Invisible character stripping: Removes 20+ zero-width and invisible Unicode characters (U+200B, U+200C, U+200D, U+FEFF, etc.) that attackers insert between letters to break pattern matching.
Homoglyph mapping: Maps 50+ visually similar characters from Cyrillic, Greek, and mathematical symbol ranges to their ASCII equivalents.

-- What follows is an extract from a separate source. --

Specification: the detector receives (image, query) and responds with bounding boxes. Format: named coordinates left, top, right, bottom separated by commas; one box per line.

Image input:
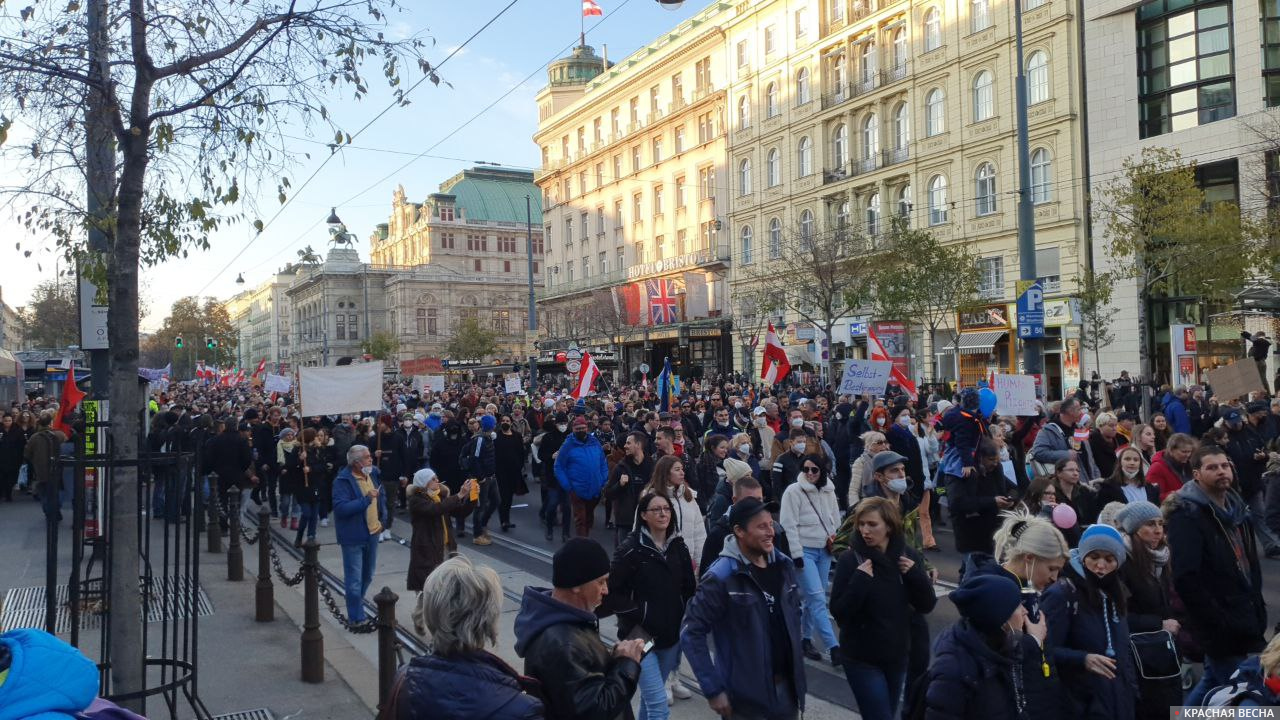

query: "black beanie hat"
left=552, top=538, right=609, bottom=589
left=948, top=575, right=1023, bottom=633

Example: Cyrillic ‘а’ (U+0430) → Latin ‘a’.
Full-width normalization: Converts full-width ASCII variants (U+FF01–U+FF5E) to standard ASCII (U+0021–U+007E).
Whitespace collapsing: Multiple whitespace characters (spaces, tabs, newlines) are collapsed to a single space.

Thread Safety

All components are safe for concurrent use:

Scanner: Read-only after construction (compiled regex patterns).
Normalizer: Stateless — pure function.
Domain checker: Read-only after construction.
Service client: Uses http.Client which is concurrency-safe.
Client: Composes all of the above — no mutable state during operation.

Runtime Guardrails

The current implementation includes lightweight production guardrails:

Input bounding: MaxInputBytes limits analysis payload size.
Decode bounding: MaxDecodeDepth and MaxDecodedVariants cap obfuscation expansion.
Retry controls: ServiceRetries retries transient deep-service failures.
Circuit breaker: ServiceCircuitFailureThreshold + ServiceCircuitCooldown prevent repeated service stalls from impacting local scans.
MCP HTTP auth: Optional bearer/API-key auth (--auth-token) for streamable HTTP transport.

Circuit breaker scope:

Breaker state is process-local (per running idpishield instance).
In horizontally scaled deployments, each instance tracks failures independently.
For shared breaker behavior across replicas, use an external shared-state mechanism in your platform layer.

Profile safety note:

default profile is intentionally lightweight for local/dev usage.
Use --profile production in production startup commands and deployment manifests.

Dependencies

The root library primarily uses Go standard library components plus targeted external packages where needed (for example Unicode normalization). CLI/MCP adapter components have additional dependencies.